L’équipe de la Maison des Femmes utilisent aussi les espaces publics du quartier pour créer des animations et des évènements. Leur démarche consiste à mener des projets transversaux et interculturels pour permettre aux femmes de gagner en autonomie. Voici deux ans, souhaitant poursuivre cette démarche et passer commande d’une œuvre à un artiste, elles se sont tournées vers l’action Nouveaux commanditaires de la Fondation de France et son médiateur régional, l’association pointdefuite.
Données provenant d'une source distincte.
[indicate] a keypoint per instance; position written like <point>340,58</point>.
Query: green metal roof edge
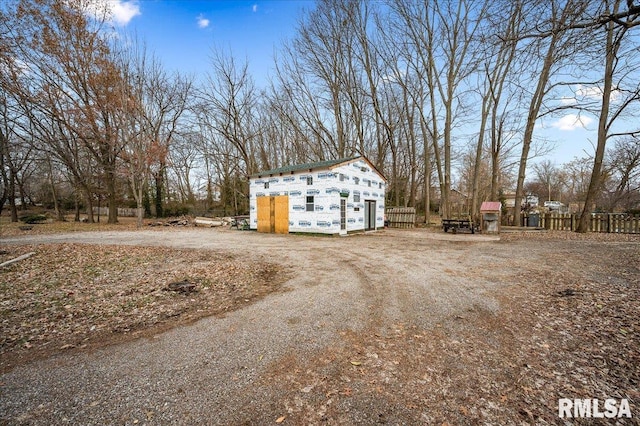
<point>297,167</point>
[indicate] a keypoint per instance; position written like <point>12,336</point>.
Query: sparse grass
<point>12,229</point>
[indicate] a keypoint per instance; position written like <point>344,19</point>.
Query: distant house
<point>327,197</point>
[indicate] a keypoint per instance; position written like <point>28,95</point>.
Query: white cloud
<point>571,122</point>
<point>124,11</point>
<point>203,22</point>
<point>119,12</point>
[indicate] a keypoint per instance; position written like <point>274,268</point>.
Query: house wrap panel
<point>355,180</point>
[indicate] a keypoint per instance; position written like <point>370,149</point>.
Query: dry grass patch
<point>77,296</point>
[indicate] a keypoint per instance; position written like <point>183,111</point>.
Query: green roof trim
<point>297,167</point>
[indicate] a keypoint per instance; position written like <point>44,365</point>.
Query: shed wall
<point>355,179</point>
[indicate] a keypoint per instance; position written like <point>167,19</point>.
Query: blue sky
<point>182,34</point>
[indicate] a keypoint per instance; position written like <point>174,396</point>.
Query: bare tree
<point>615,34</point>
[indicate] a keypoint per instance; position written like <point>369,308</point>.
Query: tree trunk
<point>596,173</point>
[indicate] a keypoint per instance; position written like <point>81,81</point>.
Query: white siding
<point>359,179</point>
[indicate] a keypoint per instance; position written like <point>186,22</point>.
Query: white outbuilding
<point>327,197</point>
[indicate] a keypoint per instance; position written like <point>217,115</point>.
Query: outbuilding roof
<point>327,164</point>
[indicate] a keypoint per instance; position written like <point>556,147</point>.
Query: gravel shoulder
<point>398,326</point>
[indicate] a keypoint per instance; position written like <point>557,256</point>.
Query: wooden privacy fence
<point>401,217</point>
<point>600,222</point>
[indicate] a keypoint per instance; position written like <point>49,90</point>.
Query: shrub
<point>33,218</point>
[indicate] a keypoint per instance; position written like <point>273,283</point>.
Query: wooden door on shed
<point>281,214</point>
<point>273,214</point>
<point>264,213</point>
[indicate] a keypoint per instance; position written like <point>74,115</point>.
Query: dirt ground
<point>392,327</point>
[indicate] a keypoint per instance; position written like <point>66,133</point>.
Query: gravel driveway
<point>300,356</point>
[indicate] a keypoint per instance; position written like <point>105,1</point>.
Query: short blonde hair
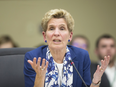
<point>58,13</point>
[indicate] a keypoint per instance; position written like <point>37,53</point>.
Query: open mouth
<point>57,40</point>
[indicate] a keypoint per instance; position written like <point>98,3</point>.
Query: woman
<point>57,32</point>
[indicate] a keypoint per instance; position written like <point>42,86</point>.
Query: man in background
<point>80,41</point>
<point>105,45</point>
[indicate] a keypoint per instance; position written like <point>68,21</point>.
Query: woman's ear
<point>96,51</point>
<point>44,35</point>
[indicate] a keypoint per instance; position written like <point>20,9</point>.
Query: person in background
<point>51,66</point>
<point>106,45</point>
<point>7,42</point>
<point>80,41</point>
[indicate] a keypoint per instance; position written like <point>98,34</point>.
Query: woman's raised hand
<point>40,70</point>
<point>100,69</point>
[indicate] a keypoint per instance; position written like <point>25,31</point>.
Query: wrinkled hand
<point>100,69</point>
<point>40,70</point>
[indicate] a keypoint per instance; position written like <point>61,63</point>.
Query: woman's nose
<point>56,32</point>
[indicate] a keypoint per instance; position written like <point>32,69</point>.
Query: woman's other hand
<point>100,69</point>
<point>40,71</point>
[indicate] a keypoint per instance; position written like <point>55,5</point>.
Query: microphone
<point>72,63</point>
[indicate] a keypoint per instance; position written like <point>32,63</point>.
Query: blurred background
<point>21,19</point>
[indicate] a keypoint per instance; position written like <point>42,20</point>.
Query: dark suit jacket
<point>104,80</point>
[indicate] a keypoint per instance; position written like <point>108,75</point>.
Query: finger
<point>38,63</point>
<point>46,65</point>
<point>30,62</point>
<point>34,62</point>
<point>108,59</point>
<point>43,63</point>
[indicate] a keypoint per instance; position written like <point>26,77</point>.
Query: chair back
<point>11,67</point>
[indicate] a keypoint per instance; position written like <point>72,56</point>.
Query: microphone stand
<point>78,72</point>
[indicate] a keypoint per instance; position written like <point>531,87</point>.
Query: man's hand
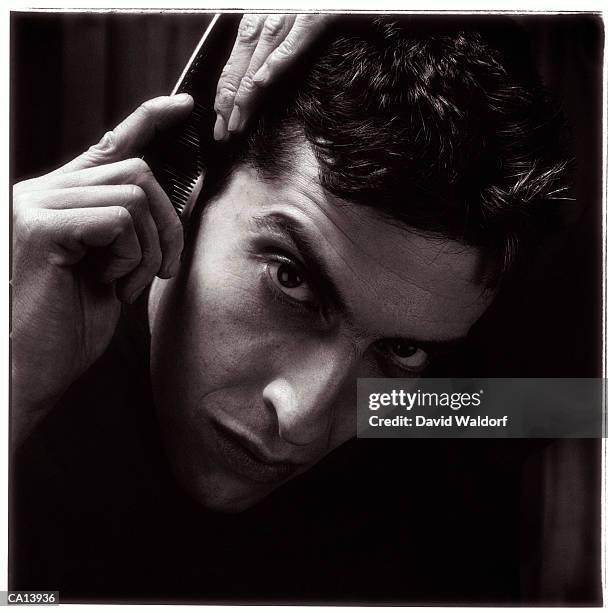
<point>85,237</point>
<point>265,47</point>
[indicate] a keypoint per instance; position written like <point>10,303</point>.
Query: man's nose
<point>305,391</point>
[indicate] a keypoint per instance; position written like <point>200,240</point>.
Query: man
<point>360,228</point>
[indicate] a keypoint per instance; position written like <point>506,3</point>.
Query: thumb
<point>129,138</point>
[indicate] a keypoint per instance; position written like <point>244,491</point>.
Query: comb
<point>179,157</point>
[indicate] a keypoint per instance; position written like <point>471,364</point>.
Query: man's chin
<point>226,494</point>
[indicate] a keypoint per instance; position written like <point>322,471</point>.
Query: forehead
<point>395,280</point>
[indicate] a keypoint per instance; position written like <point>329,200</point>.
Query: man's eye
<point>406,354</point>
<point>290,280</point>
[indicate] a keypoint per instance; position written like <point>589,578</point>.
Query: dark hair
<point>440,123</point>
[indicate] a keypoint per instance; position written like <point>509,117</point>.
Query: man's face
<point>288,298</point>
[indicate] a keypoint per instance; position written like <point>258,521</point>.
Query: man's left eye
<point>288,277</point>
<point>406,354</point>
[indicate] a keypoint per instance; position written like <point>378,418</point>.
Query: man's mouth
<point>242,456</point>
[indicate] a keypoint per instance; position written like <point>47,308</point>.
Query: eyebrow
<point>278,223</point>
<point>281,224</point>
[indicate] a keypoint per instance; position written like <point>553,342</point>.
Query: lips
<point>241,456</point>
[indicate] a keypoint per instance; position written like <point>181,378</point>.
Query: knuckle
<point>249,28</point>
<point>151,258</point>
<point>149,108</point>
<point>246,87</point>
<point>30,226</point>
<point>136,195</point>
<point>138,168</point>
<point>109,144</point>
<point>285,50</point>
<point>273,26</point>
<point>225,95</point>
<point>307,20</point>
<point>123,218</point>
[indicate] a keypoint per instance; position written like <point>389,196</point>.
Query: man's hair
<point>439,123</point>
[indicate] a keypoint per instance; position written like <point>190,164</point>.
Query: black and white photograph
<point>223,224</point>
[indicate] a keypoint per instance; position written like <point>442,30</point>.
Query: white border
<point>453,6</point>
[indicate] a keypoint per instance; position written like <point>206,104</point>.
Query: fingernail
<point>219,130</point>
<point>235,119</point>
<point>261,75</point>
<point>135,294</point>
<point>174,268</point>
<point>181,98</point>
<point>106,142</point>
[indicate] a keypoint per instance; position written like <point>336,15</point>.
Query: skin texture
<point>266,46</point>
<point>242,361</point>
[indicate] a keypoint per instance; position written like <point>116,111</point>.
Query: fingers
<point>246,41</point>
<point>306,29</point>
<point>168,229</point>
<point>67,235</point>
<point>266,46</point>
<point>130,137</point>
<point>274,31</point>
<point>136,256</point>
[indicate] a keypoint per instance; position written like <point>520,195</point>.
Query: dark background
<point>74,76</point>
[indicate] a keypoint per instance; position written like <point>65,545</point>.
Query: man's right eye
<point>290,280</point>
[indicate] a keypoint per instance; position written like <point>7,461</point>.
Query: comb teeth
<point>179,157</point>
<point>183,164</point>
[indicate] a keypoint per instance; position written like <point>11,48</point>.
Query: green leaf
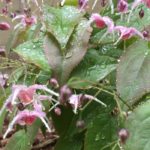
<point>101,132</point>
<point>71,2</point>
<point>61,22</point>
<point>19,141</point>
<point>92,69</point>
<point>65,143</point>
<point>133,80</point>
<point>63,65</point>
<point>136,21</point>
<point>32,52</point>
<point>139,129</point>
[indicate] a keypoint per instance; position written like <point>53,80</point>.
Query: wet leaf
<point>63,65</point>
<point>61,22</point>
<point>133,80</point>
<point>32,52</point>
<point>91,70</point>
<point>138,126</point>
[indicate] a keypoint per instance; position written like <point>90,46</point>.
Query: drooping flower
<point>25,95</point>
<point>27,117</point>
<point>4,26</point>
<point>127,32</point>
<point>122,6</point>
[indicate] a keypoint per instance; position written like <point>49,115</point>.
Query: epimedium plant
<point>83,77</point>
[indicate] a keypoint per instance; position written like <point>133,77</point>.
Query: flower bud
<point>54,83</point>
<point>122,6</point>
<point>146,34</point>
<point>57,111</point>
<point>65,93</point>
<point>141,13</point>
<point>123,135</point>
<point>4,26</point>
<point>80,124</point>
<point>103,3</point>
<point>20,106</point>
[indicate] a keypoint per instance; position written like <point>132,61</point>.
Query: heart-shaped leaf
<point>63,65</point>
<point>32,52</point>
<point>133,79</point>
<point>92,69</point>
<point>139,129</point>
<point>61,22</point>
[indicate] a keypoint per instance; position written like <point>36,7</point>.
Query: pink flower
<point>122,6</point>
<point>4,26</point>
<point>102,22</point>
<point>82,4</point>
<point>27,117</point>
<point>136,3</point>
<point>127,32</point>
<point>26,95</point>
<point>3,79</point>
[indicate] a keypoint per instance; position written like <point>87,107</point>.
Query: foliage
<point>63,63</point>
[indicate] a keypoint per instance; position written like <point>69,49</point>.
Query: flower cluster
<point>124,32</point>
<point>29,103</point>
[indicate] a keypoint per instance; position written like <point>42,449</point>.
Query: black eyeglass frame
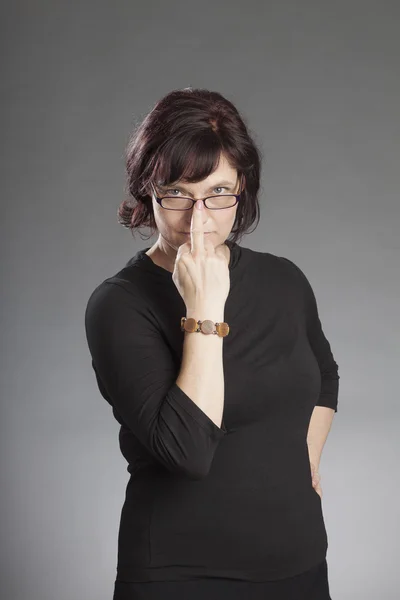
<point>237,196</point>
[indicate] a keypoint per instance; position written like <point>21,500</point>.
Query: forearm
<point>319,427</point>
<point>201,375</point>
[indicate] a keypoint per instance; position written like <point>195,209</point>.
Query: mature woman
<point>214,360</point>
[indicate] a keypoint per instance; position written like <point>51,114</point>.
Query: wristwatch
<point>207,327</point>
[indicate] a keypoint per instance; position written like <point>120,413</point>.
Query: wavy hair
<point>182,138</point>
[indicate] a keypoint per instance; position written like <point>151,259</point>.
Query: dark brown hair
<point>182,138</point>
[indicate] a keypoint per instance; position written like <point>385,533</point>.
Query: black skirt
<point>310,585</point>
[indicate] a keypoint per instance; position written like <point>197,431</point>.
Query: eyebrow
<point>217,184</point>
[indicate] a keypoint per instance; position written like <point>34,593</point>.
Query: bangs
<point>188,159</point>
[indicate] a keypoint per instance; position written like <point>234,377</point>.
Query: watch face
<point>190,325</point>
<point>207,326</point>
<point>223,329</point>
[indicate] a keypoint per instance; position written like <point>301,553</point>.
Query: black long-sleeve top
<point>234,501</point>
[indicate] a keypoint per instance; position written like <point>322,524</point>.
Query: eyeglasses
<point>212,202</point>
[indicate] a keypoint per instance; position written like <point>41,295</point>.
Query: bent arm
<point>138,374</point>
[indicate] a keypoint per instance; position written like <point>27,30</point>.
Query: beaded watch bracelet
<point>207,327</point>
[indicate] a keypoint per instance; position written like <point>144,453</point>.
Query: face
<point>172,225</point>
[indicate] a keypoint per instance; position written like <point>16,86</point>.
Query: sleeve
<point>136,368</point>
<point>320,346</point>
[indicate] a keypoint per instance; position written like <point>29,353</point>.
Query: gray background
<point>318,84</point>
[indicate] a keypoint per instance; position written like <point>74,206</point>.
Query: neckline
<point>144,261</point>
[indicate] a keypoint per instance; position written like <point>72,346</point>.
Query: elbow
<point>195,470</point>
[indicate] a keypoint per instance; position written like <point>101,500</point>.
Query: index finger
<point>197,229</point>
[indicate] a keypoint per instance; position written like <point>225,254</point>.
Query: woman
<point>216,366</point>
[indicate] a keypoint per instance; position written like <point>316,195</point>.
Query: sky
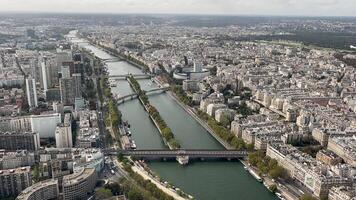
<point>221,7</point>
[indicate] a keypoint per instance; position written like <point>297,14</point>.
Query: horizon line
<point>178,14</point>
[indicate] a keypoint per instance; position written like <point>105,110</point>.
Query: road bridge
<point>126,76</point>
<point>111,59</point>
<point>132,96</point>
<point>166,154</point>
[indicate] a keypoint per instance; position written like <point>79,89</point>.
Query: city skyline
<point>200,7</point>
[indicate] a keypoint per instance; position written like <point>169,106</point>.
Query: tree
<point>307,197</point>
<point>103,193</point>
<point>225,121</point>
<point>115,188</point>
<point>273,188</point>
<point>135,194</point>
<point>278,172</point>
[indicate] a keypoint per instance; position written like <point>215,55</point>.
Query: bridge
<point>134,95</point>
<point>136,76</point>
<point>167,154</point>
<point>111,59</point>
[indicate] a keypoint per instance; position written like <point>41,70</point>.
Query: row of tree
<point>267,165</point>
<point>138,188</point>
<point>180,93</point>
<point>166,132</point>
<point>116,53</point>
<point>224,133</point>
<point>113,116</point>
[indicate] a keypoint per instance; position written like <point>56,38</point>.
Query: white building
<point>31,92</point>
<point>45,124</point>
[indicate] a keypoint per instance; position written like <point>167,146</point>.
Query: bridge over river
<point>122,99</point>
<point>166,154</point>
<point>126,76</point>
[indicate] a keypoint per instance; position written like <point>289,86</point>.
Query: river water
<point>205,180</point>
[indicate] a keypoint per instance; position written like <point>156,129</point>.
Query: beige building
<point>44,190</point>
<point>345,147</point>
<point>80,185</point>
<point>13,181</point>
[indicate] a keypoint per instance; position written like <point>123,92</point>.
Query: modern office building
<point>80,185</point>
<point>31,92</point>
<point>15,159</point>
<point>19,141</point>
<point>14,181</point>
<point>67,91</point>
<point>64,133</point>
<point>44,190</point>
<point>78,85</point>
<point>45,124</point>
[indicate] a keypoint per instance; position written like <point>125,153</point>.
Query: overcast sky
<point>234,7</point>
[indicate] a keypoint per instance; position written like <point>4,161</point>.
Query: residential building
<point>31,92</point>
<point>44,190</point>
<point>19,141</point>
<point>80,185</point>
<point>14,181</point>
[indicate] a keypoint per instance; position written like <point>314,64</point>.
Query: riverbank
<point>164,130</point>
<point>145,175</point>
<point>222,180</point>
<point>191,112</point>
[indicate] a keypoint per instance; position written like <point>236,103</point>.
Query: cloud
<point>257,7</point>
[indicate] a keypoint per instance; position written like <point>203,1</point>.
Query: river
<point>205,180</point>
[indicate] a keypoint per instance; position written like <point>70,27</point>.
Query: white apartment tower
<point>31,92</point>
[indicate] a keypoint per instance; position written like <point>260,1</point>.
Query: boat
<point>133,145</point>
<point>128,133</point>
<point>257,177</point>
<point>183,160</point>
<point>279,195</point>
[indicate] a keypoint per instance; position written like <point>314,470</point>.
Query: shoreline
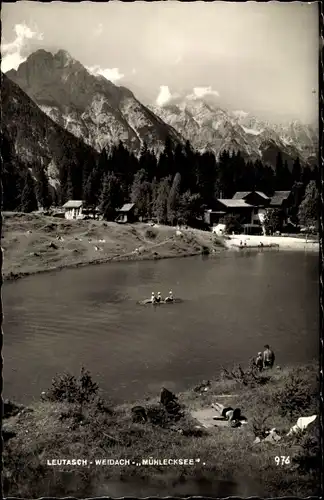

Elles ont émis le désir qu’un artiste puisse travailler sur cette problématique : être femme, immigrée, étrangère aujourd’hui.
Selon le protocole Nouveaux commanditaires, le médiateur leur propose de rencontrer une artiste, en l’occurrence Bertille Bak. Celle-ci viendra séjourner à plusieurs reprises à Pau et s’immerger dans cette communauté, prenant le temps nécessaire à l’observation, au recueil de témoignages, à la rencontre avec chacune des femmes. Toutes sont exilées, quelquefois sans papiers, demandeuses d’asile et immigrées.

 

L’ACTION MENÉE PAR L’ARTISTE

Au fur et à mesure des échanges, Bertille Bak comprend que leur présence en France répond à quelques invariants : nécessité de l’exil, recours à un passeur, et parfois mariage arrangé. S’engage alors le travail de Bertille Bak avec ces femmes : il s’agira de scénariser et filmer, sur un mode décalé, des morceaux de vies, en relatant par exemple de possibles préparations à l’exil. C’est cette réalité réappropriée que l’artiste met en scène dans la vidéo qu’elle intitule « Figures imposées ». Elle tourne avec toutes les femmes de l’association, dont certaines qui jouent leur propre rôle d’exilées et qui, selon les instructions de l’artiste, suivent ensemble de manière fictive un entraînement physique. Comment se préparer à voyager dans des espaces clandestins, des caches exigus ménagés dans des camions, avions ou bateaux.

 

tournage du film de Bertille Bak

 

Le tournage des principales scènes du film a lieu au camp de Gurs, en Béarn, dans les Pyrénées-Atlantiques. Ce camp de réfugiés a été construit en 1939 pour accueillir des combattants républicains de la Guerre civile espagnole. Y ont été également internés des citoyens étrangers, ressortissants des pays en guerre contre la France, des Juifs de toutes nationalités, capturés et déportés par le régime nazi ainsi que des militants du Parti communiste français et des tziganes. A l’époque, il abritait 25 baraques en bois.

 

tournage du film de Bertille Bak

 

Aujourd’hui, il n’en subsiste rien, à l’exception d’une baraque reconstituée, d’un cimetière et d’une voie ferrée dont les rails proviennent d’une ancienne voie de chemin de fer. C’est dans ce décor, grandeur nature, que Bertille Bak dirige ses « actrices » en vue de proposer un court-métrage où se mêlent réalité et fiction.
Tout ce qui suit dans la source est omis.